Keeping Newcastle small as a form of border control
Kemper’s grandfather Miller Freeman was the secretary of the veterans commission, and was highly influential in advocating for the Internment and forced deportation of the Japanese population. There was no I-90 bridge connecting Bellevue to Seattle back then, so Bellevue was a distant town for Japanese strawberry farmers. Miller Freeman sought to change that, and WWII provided the opportunity.
After internment and relocation, Japanese farmland was purchased and re-purposed by white owners, which eventually became the home of Kemper Freeman’s Bellevue Collection. Following the construction of the I-90 bridge, Bellevue went from being the most distant neighbor on the Eastside to the closest, and the economy boomed.
My article cannot do justice to the amount of injustice that the Freeman family has done to the Japanese population, as well as their later campaign to white wash the history books so the people of Bellevue never learn about it. Joseph Shoji Lachman of the International Examiner writes:
He and other white men were jealous of Nikkei agricultural success, and he saw a way to turn anti-immigrant bigotry into wealth that has lasted for generations. Kemper Freeman Jr., his grandson, donated $100,000 to the campaign for Trump, whose campaign surrogate referenced our incarceration as a ‘precedent’, and who now uses his administration’s power to oppress and exploit immigrant and minority communities.
Hence, Kemper’s desire to keep Newcastle small can simply be viewed as another form of border control, but at the Bellevue level. He wants to fund candidates who will block affordable housing, because he doesn’t want “poor people” at the Southern border of Bellevue, nor does he want to give metro a reason to offer additional bus routes connecting the city.
Why is this important?
Kemper Freeman’s maximum donation to Sarah Goodman doesn’t reveal any sort of secretive plan, but it does highlight their shared values of exclusion and gatekeeping. Kemper Freeman doesn’t care if his opposition to mass transits hurts his businesses, and the “Newcastle First” don’t care if their opposition to affordable housing hurts the city. The only thing they care about is keeping out the “wrong” people, where even the lower-upper class are considered “poor.”
But there’s one important difference: Kemper Freeman still believes in the advantages of high density development, which has been immensely profitable. As such, he’s both willing and able to pay the cost of exclusion, even if it means putting his personal finances at stake.
By contrast, “Newcastle First” advocate for inefficient low-density housing development to support their expensive lawn fetish. They are neither willing nor able to pay for the exclusion they want, but that doesn’t matter to them, because the city is on the hook for their failures. They aren’t putting any of their own money at stake, and the most likely outcome is they beg the neighboring cities who they despise to bail them out.

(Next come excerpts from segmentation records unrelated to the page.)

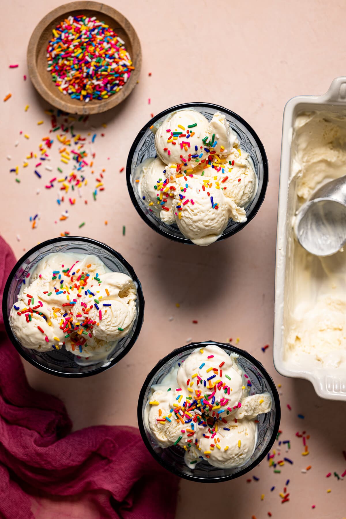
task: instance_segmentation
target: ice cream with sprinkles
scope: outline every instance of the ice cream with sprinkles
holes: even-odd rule
[[[155,131],[156,128],[152,128]],[[156,129],[158,157],[143,164],[138,190],[150,212],[197,245],[219,238],[230,218],[246,221],[257,179],[225,116],[185,109]]]
[[[45,352],[65,347],[94,360],[107,356],[132,329],[135,286],[96,256],[47,255],[21,285],[9,322],[22,346]]]
[[[254,453],[256,420],[270,411],[271,397],[249,395],[251,381],[237,358],[214,345],[197,348],[151,388],[145,427],[161,447],[183,448],[191,469],[203,461],[239,467]]]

The “Newcastle First!” candidates running on a MAGA platform are Sarah Goodman, Kevin Kirkaldie, Maggie Lo, and Jim Quigg. Their opponents are four sane candidates endorsed by the democratic party: Andy Jacobs, Chris Villasenor, Paul Charbonneau, and Karin Blakley. We have an upcoming election in November, and if you don’t support MAGA, then I strongly recommend you support the second group and spread the word if you know anyone who lives in the greater Seattle area.